Designer Kimmo Sorsamo sent me a copy of his latest game Tori. I still haven’t tried his previous game, Epäillyt, which is a murder mystery in 1930’s Helsinki. Let’s just say that one didn’t get a very good reception among board game hobbyists and I doubt I could convince my friends to give it a go anymore. Well, it’s a family game and probably works well as one.
Anyway, I was talking about Tori… Tori will get better response from gamers, as it’s definitely more of a thinking game. Players try to succeed on the Helsinki Kauppatori market place during the Summer Olympics of 1952, building different kinds of market stalls, attracting customers to them and expanding the stalls.
Points are scored by having bigger stalls in each colour, building in many different colours and by fulfilling secret goal cards, which require building certain colours of stalls and building in certain areas. Building requires building cards (drafted and drawn, Alan Moon style) and product cards, which are collected with the help of customers.
Customers match the colours of the stalls. Get a customer on the same-colour stall and you’ll get as many product cards as you have tiles in your stall. The customer changes colour immediately (as his needs have changed) and now is a nuisance, blocking your stall from future customers. If your stall isn’t the closest stall in correct colour, attracting the customer requires spending building cards.

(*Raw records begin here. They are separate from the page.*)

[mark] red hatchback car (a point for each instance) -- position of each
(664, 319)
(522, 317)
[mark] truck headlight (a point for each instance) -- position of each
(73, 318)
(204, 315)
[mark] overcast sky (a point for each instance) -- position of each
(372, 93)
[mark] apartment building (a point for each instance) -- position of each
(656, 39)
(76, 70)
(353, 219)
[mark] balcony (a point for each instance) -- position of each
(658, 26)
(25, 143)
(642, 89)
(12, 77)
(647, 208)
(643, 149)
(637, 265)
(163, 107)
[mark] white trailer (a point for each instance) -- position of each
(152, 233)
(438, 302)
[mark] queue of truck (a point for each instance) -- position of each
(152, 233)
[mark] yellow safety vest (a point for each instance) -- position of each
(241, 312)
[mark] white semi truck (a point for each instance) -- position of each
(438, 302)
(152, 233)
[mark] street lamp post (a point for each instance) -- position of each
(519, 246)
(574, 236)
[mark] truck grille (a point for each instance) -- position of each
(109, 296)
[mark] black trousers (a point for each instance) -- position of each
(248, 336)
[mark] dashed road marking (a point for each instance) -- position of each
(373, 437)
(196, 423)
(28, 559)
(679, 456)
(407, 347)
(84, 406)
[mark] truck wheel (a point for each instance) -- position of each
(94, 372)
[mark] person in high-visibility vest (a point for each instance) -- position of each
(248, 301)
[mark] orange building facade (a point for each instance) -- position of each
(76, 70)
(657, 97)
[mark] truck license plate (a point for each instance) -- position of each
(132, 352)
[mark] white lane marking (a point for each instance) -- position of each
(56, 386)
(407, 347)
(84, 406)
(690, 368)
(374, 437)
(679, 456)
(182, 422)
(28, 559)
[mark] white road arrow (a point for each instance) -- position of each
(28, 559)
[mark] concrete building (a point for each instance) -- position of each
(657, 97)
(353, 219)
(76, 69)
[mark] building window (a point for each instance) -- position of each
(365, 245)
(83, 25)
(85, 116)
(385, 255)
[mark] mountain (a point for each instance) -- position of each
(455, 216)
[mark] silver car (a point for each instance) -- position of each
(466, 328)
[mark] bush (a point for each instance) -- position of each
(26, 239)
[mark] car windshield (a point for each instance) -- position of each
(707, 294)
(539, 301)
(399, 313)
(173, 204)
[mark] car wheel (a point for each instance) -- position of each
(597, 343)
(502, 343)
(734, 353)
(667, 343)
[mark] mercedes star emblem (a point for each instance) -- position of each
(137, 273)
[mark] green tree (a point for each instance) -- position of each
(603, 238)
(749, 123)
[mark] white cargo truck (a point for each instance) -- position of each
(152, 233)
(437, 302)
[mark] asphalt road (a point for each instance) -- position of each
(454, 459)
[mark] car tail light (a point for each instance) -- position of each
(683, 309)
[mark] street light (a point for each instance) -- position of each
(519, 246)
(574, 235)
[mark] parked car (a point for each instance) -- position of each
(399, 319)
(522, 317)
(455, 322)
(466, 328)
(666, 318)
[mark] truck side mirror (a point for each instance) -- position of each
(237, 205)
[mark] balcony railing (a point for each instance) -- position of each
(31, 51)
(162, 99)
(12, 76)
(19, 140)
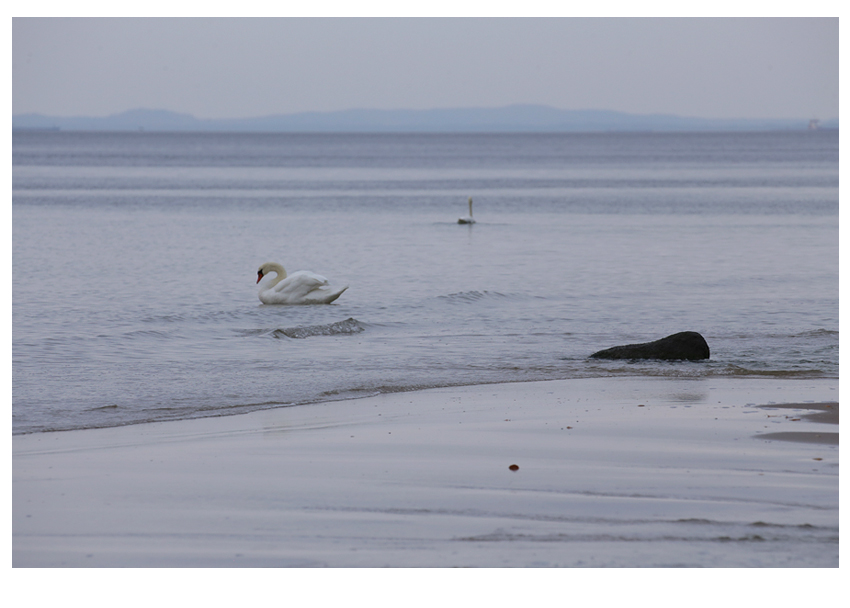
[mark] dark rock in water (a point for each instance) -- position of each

It’s a tricky business, particularly as you have a hand limit of eight cards. That’s what makes things complicated, otherwise you’d just collect and collect and bang, build everything. With eight cards, you need to focus, as extending a large stall can require 4-5 product cards and one building card and you need more cards to get to the position where you can build.
Then there’s the spatial aspect of tile-laying. There’s blocking, as like colours can’t touch each other. There’s a also a rule that prevents creating isolated spots on the market place. Things are fairly tricky and the game really requires thought and planning — but fortunately not too much, it’ll still play in about 60 minutes and probably without too much analysis paralysis.
I thought this was pretty cool and Johanna liked the game as well. With two players, space on board isn’t really an issue, things will probably be a bit more heated with more players. I managed to actually avoid my bonus cards and when Johanna snagged the high-scoring red bonus card from me and forced the game to end, the victory was clear: she won 16-11 (this is a very low-scoring game in general). The game took just 45 minutes, which was pleasantly brisk.
I’ll definitely play again and am curious to see how this works with three or four players. The game mechanics are interesting, the customers particularly work in an interesting way.
2 responses to “Shopping and building: Tori preview”
Will it be playable for non-finnish-speakers?
Yes, it’s completely language-independent. Sorsamo is enough of a businessman to think about foreign release from the beginning.